USA: Texas remains in control of alcohol distribution
Texas' right to ensure the responsible distribution of alcoholic beverages was further solidified this week by the Seventh Circuit Court of Appeals in Chicago, which refused to reconsider its decision to prohibit the unlicensed direct shipment of alcohol from Internet companies to customers
On November 6, the court refused a Petition for Rehearing and Petition for Rehearing Enbanc filed by the plaintiffs in Bridenbaugh, et al. v. Karen Freeman-Wilson, Attorney General of Indiana.
Previously, on September 14, the Seventh Circuit overturned a lower court opinion, ruling instead that the Commerce Clause of the 21st Amendment does not bar states from regulating imports of wine, liquor, and beer. Rather, states have full authority under the 21st Amendment to the Constitution to control beverage alcohol sales distribution and importation into each state.
"We take our responsibility of delivering alcohol to Texans seriously and support the Seventh Circuit decision as Internet companies should not be allowed to work outside of the regulatory safeguards we have established in this state as part of the three-tier distribution system," said Robert Sparks, Executive Director of the Licensed Beverage Distributors, an Austin-based association representing Texas-based wholesalers.
Texas is involved in a similar lawsuit to define the state's rights of alcohol distribution. For the last nine months, the state has been waiting for a ruling from U.S. District Judge Melinda Harmon in Houston who has been reviewing a challenge to the Constitution's Commerce Clause. Other states reviewing similar cases include New York, Virginia, Florida, North Carolina, and Michigan.

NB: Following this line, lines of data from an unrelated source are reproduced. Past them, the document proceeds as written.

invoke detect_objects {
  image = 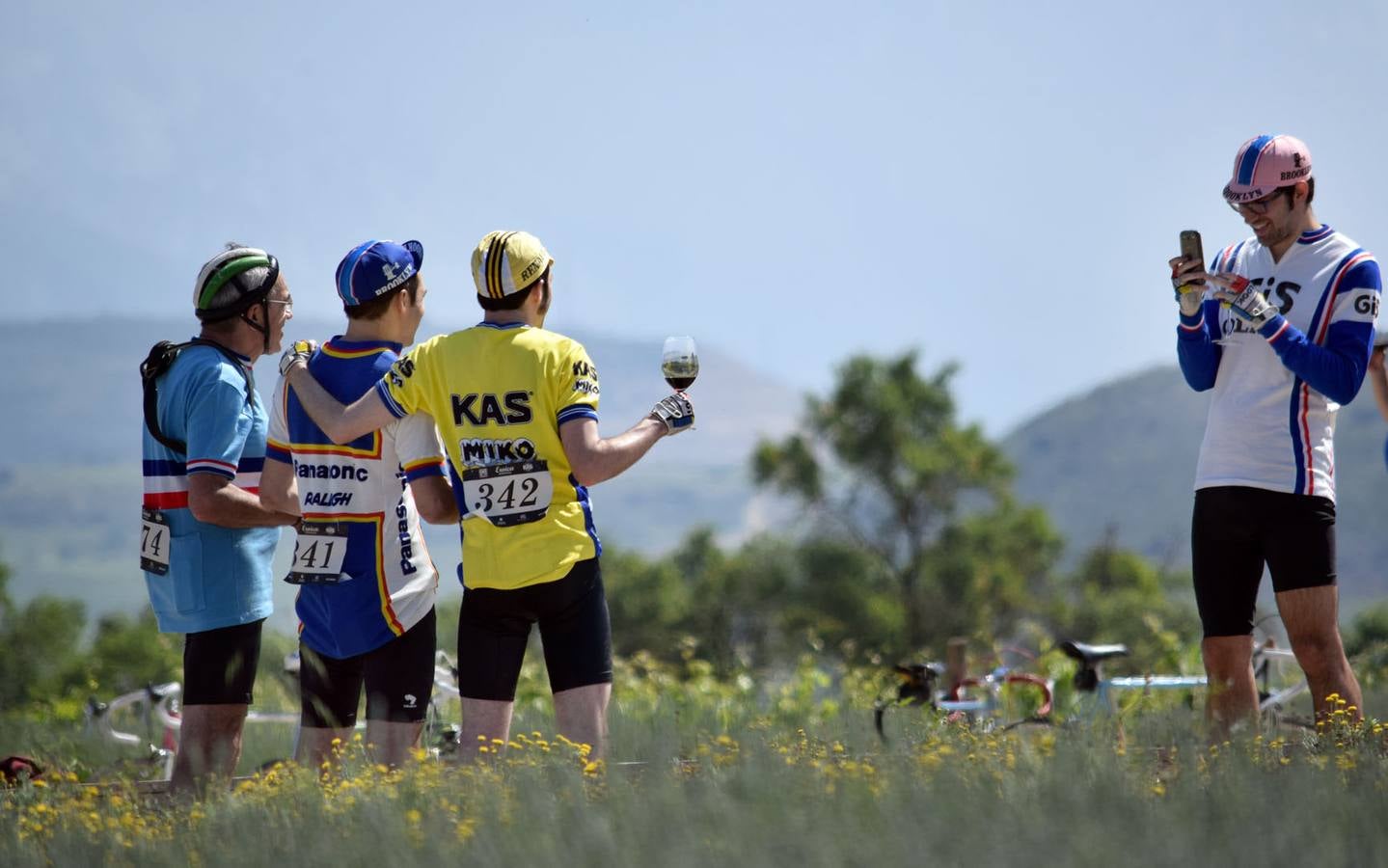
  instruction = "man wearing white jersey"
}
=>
[259,240,458,768]
[1169,136,1381,733]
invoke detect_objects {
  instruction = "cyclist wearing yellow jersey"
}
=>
[281,231,694,755]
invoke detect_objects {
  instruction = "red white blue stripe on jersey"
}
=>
[143,458,265,509]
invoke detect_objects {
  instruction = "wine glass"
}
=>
[661,336,698,392]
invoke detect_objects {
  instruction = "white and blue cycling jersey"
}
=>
[265,338,443,660]
[142,346,279,634]
[1177,227,1382,500]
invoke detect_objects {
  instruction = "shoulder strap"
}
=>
[140,338,256,454]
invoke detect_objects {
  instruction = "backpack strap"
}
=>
[140,338,256,454]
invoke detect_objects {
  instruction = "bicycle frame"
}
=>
[1059,641,1309,717]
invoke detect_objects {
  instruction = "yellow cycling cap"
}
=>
[472,231,554,299]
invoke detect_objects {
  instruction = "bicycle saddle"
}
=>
[1060,638,1129,666]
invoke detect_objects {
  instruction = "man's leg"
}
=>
[170,704,249,796]
[1201,637,1258,742]
[554,683,612,760]
[540,558,612,760]
[458,695,515,760]
[458,584,530,761]
[1267,495,1365,720]
[170,621,261,795]
[1277,584,1365,720]
[364,609,439,768]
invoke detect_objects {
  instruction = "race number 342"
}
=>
[285,522,347,584]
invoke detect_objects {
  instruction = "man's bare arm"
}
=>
[410,476,458,525]
[285,364,395,443]
[559,417,667,486]
[187,474,298,528]
[261,458,301,515]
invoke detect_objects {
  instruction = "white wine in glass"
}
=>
[661,338,698,392]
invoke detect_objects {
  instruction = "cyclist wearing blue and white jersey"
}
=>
[140,244,297,790]
[261,240,458,768]
[1169,136,1381,729]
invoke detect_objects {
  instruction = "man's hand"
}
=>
[1166,256,1205,316]
[1209,272,1277,329]
[651,392,694,435]
[279,340,318,376]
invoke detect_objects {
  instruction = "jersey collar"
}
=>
[1296,224,1335,244]
[323,335,404,356]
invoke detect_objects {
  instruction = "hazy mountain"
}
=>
[0,319,801,628]
[1003,366,1388,603]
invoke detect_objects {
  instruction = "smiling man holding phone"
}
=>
[1169,136,1381,733]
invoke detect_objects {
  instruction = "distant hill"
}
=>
[1003,366,1388,603]
[0,319,801,629]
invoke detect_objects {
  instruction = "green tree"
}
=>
[1052,529,1199,671]
[752,353,1012,647]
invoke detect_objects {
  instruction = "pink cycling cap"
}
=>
[1224,136,1310,204]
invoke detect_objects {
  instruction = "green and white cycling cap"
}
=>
[193,244,279,322]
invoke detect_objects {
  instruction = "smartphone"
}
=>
[1182,230,1205,286]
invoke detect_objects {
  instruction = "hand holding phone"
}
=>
[1172,230,1205,289]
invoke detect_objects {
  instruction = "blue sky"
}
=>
[0,0,1388,435]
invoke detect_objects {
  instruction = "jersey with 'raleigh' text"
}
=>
[376,322,603,589]
[1177,225,1382,500]
[266,338,443,660]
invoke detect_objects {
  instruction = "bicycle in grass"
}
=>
[85,651,459,783]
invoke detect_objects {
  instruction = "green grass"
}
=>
[0,659,1388,868]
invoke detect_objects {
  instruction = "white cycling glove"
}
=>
[651,392,694,435]
[279,340,318,376]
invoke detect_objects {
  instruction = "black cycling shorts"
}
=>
[183,618,265,706]
[298,609,437,729]
[458,558,612,701]
[1191,486,1335,637]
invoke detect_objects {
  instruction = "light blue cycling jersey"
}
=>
[140,346,279,634]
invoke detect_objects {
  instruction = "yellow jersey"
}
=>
[376,322,603,590]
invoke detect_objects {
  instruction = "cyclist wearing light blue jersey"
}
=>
[1169,136,1382,730]
[140,244,297,790]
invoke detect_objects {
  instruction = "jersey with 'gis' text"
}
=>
[266,338,443,660]
[140,344,279,634]
[1177,227,1382,500]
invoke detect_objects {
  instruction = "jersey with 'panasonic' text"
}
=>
[266,338,443,660]
[1177,227,1382,500]
[376,322,603,589]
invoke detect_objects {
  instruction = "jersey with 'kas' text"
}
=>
[376,322,603,589]
[266,338,443,660]
[1177,227,1382,500]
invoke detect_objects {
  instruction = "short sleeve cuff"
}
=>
[1182,306,1205,335]
[556,404,598,425]
[376,381,410,420]
[265,440,294,464]
[1258,313,1291,343]
[187,458,236,479]
[404,458,443,482]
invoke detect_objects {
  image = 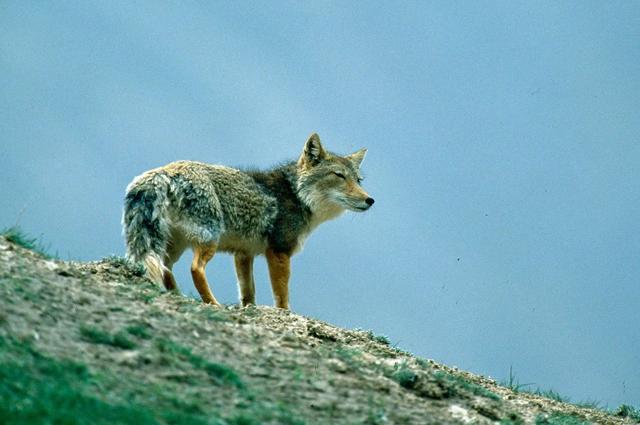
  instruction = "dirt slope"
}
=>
[0,238,633,424]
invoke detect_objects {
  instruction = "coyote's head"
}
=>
[297,133,374,219]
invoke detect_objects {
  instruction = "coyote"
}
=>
[122,133,374,309]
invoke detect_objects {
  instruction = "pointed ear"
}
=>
[345,148,367,168]
[299,133,327,166]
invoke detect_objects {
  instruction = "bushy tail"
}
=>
[122,173,169,284]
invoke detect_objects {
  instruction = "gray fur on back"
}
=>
[123,157,288,261]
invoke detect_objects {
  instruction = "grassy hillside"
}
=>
[0,233,638,425]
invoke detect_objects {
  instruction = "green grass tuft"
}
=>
[613,404,640,422]
[536,413,590,425]
[0,226,54,259]
[434,371,501,401]
[102,255,145,277]
[391,363,418,389]
[80,326,137,350]
[125,324,151,339]
[0,336,157,425]
[156,339,244,389]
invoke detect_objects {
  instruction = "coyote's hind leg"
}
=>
[233,254,256,307]
[191,242,220,306]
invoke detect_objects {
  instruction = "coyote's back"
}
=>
[123,134,373,308]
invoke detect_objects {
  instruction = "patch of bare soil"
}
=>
[0,238,633,425]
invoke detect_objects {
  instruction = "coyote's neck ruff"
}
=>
[123,134,373,308]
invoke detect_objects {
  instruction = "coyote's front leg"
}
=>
[266,248,291,309]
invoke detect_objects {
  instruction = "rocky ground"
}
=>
[0,234,637,425]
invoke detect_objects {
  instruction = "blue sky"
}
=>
[0,1,640,407]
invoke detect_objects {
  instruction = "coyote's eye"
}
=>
[333,171,347,180]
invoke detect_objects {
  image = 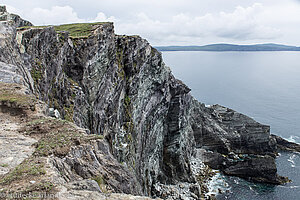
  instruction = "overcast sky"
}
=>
[1,0,300,46]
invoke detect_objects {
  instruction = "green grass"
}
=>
[24,118,103,156]
[54,23,103,38]
[0,83,36,110]
[18,22,110,38]
[0,158,46,185]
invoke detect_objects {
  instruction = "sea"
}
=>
[162,51,300,200]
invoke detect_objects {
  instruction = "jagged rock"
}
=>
[0,6,33,27]
[0,8,296,198]
[48,108,60,119]
[271,134,300,152]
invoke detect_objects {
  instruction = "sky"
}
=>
[0,0,300,46]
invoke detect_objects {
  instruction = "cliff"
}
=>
[0,7,298,199]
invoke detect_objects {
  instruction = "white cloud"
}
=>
[116,4,280,42]
[7,6,117,25]
[4,0,300,45]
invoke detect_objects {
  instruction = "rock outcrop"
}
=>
[0,8,296,199]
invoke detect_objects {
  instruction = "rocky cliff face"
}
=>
[0,5,298,199]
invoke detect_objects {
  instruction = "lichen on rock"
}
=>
[0,7,298,199]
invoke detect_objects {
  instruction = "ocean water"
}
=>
[162,52,300,200]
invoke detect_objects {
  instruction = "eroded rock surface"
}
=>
[0,7,296,199]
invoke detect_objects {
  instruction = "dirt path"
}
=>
[0,112,36,175]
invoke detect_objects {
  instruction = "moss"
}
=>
[64,105,74,122]
[92,175,109,193]
[0,158,46,185]
[0,164,8,167]
[30,59,45,84]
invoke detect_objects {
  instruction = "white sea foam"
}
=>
[288,154,296,167]
[284,135,300,143]
[207,173,230,195]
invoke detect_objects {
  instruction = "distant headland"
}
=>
[155,43,300,51]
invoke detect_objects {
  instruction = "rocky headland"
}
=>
[0,6,299,199]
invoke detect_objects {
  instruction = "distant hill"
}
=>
[155,43,300,51]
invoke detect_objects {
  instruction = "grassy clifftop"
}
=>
[18,22,111,38]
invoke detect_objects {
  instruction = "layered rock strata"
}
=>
[0,5,298,199]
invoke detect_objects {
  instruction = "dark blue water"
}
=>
[163,52,300,200]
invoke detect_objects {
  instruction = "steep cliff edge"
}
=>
[0,5,298,199]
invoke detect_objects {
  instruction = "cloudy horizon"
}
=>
[1,0,300,46]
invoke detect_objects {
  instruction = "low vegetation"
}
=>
[0,83,36,110]
[18,22,108,38]
[22,118,103,156]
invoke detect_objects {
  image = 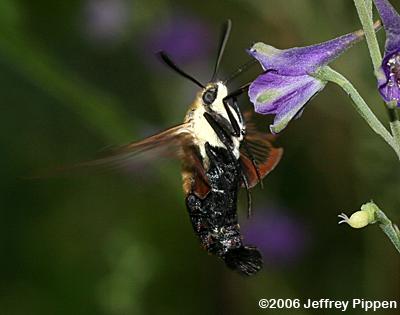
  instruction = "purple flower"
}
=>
[374,0,400,106]
[249,31,364,133]
[143,15,212,64]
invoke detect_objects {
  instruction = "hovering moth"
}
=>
[61,20,282,275]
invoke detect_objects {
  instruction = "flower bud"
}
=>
[338,202,377,229]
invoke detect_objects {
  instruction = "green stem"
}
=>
[375,207,400,253]
[314,66,400,159]
[354,0,400,152]
[354,0,382,73]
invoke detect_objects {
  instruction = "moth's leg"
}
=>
[241,138,264,188]
[222,83,251,137]
[203,112,236,152]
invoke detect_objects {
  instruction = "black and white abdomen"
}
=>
[186,143,263,275]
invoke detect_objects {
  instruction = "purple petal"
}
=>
[378,50,400,106]
[374,0,400,106]
[374,0,400,56]
[249,31,364,76]
[249,72,326,133]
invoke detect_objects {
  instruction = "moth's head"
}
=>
[201,82,228,107]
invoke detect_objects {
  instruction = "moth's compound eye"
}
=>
[202,87,218,105]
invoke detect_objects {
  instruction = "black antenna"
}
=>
[157,51,205,89]
[224,59,257,85]
[211,19,232,82]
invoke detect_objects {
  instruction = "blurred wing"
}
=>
[40,123,192,177]
[240,115,283,188]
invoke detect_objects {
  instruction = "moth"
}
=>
[61,20,283,275]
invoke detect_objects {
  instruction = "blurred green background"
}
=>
[0,0,400,315]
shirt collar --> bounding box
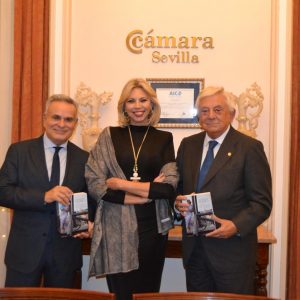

Support for state's rights to regulate alcohol has been overwhelming. Last month, President Clinton signed a similar law known as the 21st Amendment Enforcement Act that will give states more authority to enforce their laws against illegal shipments of alcoholic beverages from out-of-state companies. The law permits any Attorney General to file an action in federal court for an injunction to stop illegal shipments if there is reasonable cause to believe that state laws regulating the importation and transportation of alcohol are being violated.
This is important as prior to this federal law, Texas could not prosecute out of state companies that broke Texas law by shipping directly to customers -- which meant there was no responsibility or accountability if these companies sold alcohol to minors or people within dry areas or did not collect tax revenues.
"Out-of-state companies should not be able to blatantly break Texas law by selling alcohol without preventing minors from ordering, without paying taxes, and without honoring local dry county areas," added Sparks.
The new federal law will not prevent wineries or online marketers from filling consumer orders as long as they follow the state's laws by working through the three-tier system, which will ensure accountability. This should address concerns Texans were found to have in a recent statewide poll that they want the current safeguards to remain in place with the advent of new mediums like the Internet.
Over 77 percent of Texas voters support distribution of alcohol through the three-tier system and greatly oppose the sale of wine (65%), beer (74%), and liquor (76%) over the Internet. In a similar survey conducted by the Americans for Responsible Alcohol Access, more than 80 percent of college students under the age of 21 said they would consider ordering alcohol online to avoid state age restrictions.
"If Moms and Dads knew how easy it was for their children to order alcohol over the Internet, they would be shocked," added Sparks. "We have real concerns that this unregulated medium might cause more underage drinking in Texas."
The Licensed Beverage Distributors recently helped launch the Texas Safety Network (www.texassafetynetwork.org), a Web site formed to create a public forum for issues related to Texas' three-tier safeguard system. The Texas Safety Network supports safeguards including: protecting the control of alcohol sales in dry counties, collecting taxes from the sale of alcohol, and, most importantly, ensuring that minors are not able to buy alcohol over the Internet.